Jeudi 21 février 2019, par Laure Primerano

En quête de Raiponces.

Avec les beaux jours, Jan-Christoph Gockel revient au Théâtre National où il avait présenté, au Printemps dernier, sa vision de Frankenstein. Cette année, il met à l’honneur deux figures emblématiques de l’imaginaire populaire : les frères Grimm. Calfeutrez-vous donc dans votre siège et préparez-vous à retourner en enfance le temps d’une soirée, à la découverte d’un univers où sont tapis dans l’ombre autant de sorcières que de princesses en quête d’un baiser.

Hansel et Gretel, le petit chaperon rouge, Blanche-Neige,... les contes légués par les frères Grimm ont marqué l’enfance de presque tous les occidentaux. Au-delà des fables qui ont fait leur renommée dans nos régions, ces deux linguistes et philosophes ont également œuvré pour la langue Allemande, en défendant une vision globale qui unit peuple, linguistique et littérature. Venus tout droit de leur pays d’origine, Jan-Christoph Gockel et sa troupe s’installent au Théâtre National pour nous plonger, durant les 3 heures d’un spectacle visuellement toujours plus somptueux, dans l’univers des deux frères.

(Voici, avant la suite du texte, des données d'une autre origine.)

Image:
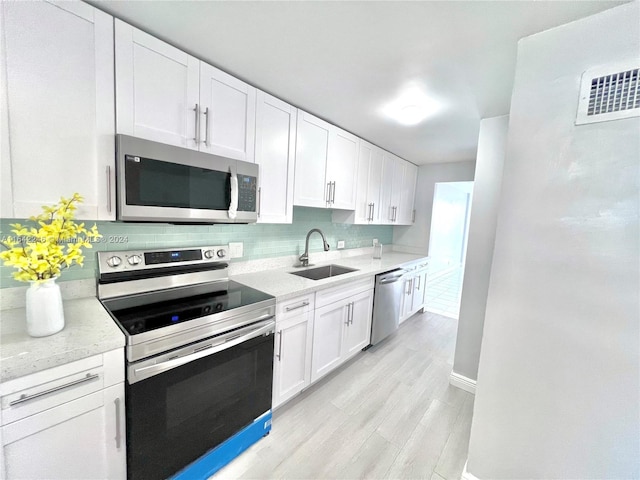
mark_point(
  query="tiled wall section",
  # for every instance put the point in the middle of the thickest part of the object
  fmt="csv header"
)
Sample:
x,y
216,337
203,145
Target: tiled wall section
x,y
260,241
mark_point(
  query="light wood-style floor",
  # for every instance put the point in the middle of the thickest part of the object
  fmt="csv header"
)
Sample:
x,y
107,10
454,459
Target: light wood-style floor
x,y
388,413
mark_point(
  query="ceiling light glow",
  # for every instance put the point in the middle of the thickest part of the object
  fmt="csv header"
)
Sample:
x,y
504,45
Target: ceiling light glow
x,y
411,107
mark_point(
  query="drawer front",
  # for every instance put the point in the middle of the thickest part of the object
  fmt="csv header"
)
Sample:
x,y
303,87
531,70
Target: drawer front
x,y
35,399
295,306
335,294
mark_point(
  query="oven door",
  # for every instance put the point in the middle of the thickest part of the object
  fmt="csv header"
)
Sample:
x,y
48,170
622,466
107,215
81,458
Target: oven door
x,y
184,403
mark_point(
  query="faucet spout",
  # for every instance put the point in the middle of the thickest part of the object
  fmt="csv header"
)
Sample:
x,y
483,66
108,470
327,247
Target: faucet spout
x,y
304,258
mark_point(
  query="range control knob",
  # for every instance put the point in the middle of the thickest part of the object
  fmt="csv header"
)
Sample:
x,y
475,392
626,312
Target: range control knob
x,y
134,260
114,261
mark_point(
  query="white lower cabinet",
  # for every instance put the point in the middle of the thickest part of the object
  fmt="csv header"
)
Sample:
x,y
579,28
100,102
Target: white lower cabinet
x,y
66,422
342,326
292,362
310,341
414,295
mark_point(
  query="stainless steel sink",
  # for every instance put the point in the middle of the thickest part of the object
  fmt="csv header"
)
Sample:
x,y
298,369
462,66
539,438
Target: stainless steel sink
x,y
327,271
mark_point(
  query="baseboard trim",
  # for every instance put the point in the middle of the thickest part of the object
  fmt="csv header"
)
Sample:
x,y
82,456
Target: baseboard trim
x,y
462,382
466,475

Sur un large plateau brumeux se mêlent sans distinction scènes de la vie familiale, extraits de contes et rappels d’événements historiques dont les répercutions affecteront la vie personnelle et philosophique des protagonistes. Le jeu de lumière, l’ambiance sonore et l’usage constant de marionnettes, figures emblématiques de l’enfance que la troublante ressemblance avec les acteurs teinte d’étrangeté, donnent à l’ensemble une atmosphère onirique, presque fantasmagorique. Par dessus les rires, la colère et la peur, un sentiment d’inquiétante étrangeté vient napper la pièce : l’Unheimliche, si cher aux frères Grimm.

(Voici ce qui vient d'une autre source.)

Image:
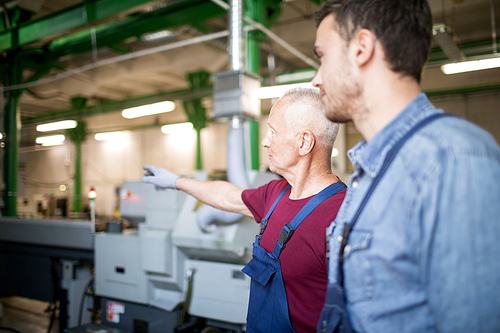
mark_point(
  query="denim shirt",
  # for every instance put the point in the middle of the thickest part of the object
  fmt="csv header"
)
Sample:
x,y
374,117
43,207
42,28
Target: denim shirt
x,y
424,256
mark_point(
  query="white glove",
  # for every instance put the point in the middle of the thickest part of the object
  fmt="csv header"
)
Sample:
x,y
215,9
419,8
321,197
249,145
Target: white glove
x,y
159,177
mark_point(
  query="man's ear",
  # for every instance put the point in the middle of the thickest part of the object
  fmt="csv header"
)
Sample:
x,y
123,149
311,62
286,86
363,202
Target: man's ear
x,y
364,44
307,140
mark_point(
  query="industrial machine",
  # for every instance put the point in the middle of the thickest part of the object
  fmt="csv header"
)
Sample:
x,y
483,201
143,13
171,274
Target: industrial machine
x,y
150,279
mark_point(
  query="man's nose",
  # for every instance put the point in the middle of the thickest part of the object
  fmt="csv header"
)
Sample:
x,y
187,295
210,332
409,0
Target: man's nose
x,y
316,81
265,142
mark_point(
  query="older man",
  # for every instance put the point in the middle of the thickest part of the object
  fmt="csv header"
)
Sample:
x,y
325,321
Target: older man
x,y
288,284
415,245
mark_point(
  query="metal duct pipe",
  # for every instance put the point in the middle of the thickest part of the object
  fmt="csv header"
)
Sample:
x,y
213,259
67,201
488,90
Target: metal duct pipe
x,y
236,34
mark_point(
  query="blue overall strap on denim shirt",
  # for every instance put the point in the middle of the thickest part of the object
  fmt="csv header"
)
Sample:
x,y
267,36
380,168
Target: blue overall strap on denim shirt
x,y
423,256
334,317
268,305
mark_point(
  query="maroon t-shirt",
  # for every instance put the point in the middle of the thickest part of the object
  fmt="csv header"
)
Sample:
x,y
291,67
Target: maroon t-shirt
x,y
303,261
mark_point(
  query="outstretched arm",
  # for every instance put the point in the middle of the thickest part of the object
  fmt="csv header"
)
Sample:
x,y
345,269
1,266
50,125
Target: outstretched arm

Le quatrième mur est constamment brisé, au travers d’improvisations, de passages spontanément traduits par les comédiens en Français ou en Anglais ou de jeux avec le public. À l’instar d’une pièce où se mêlent et s’entremêlent l’histoire, grande ou petite et les fantasmes populaires, nous sommes sans cesse emportés au cœur de rêveries fantasques pour mieux être ramenés ensuite à la paisible réalité de nos sièges de théâtre, dans un va et vient aussi déconcertant qu’enivrant.

En toile de fond, présente aussi bien dans l’imaginaire que dans la physicalité concrète du plateau, l’œuvre titanesque construite par Jacob et Wilhelm Gimm, tel un bon géant, habite les comédiens comme elle habite encore aujourd’hui les forêts profondes de notre enfance.

Envoûtant du début à la fin, GRIMM - Ein deutsches Märchen, nous emmène dans un long voyage qui nous garde sans cesse sur le fil. Par des images fortes, elle nous fait re-découvrir l’histoire de deux hommes dont l’univers a touché le siège des émotions de milliers d’humains à un âge où celles-ci sont les plus pures et les plus violentes. Un retour aux origines tant pour les contes que pour nous.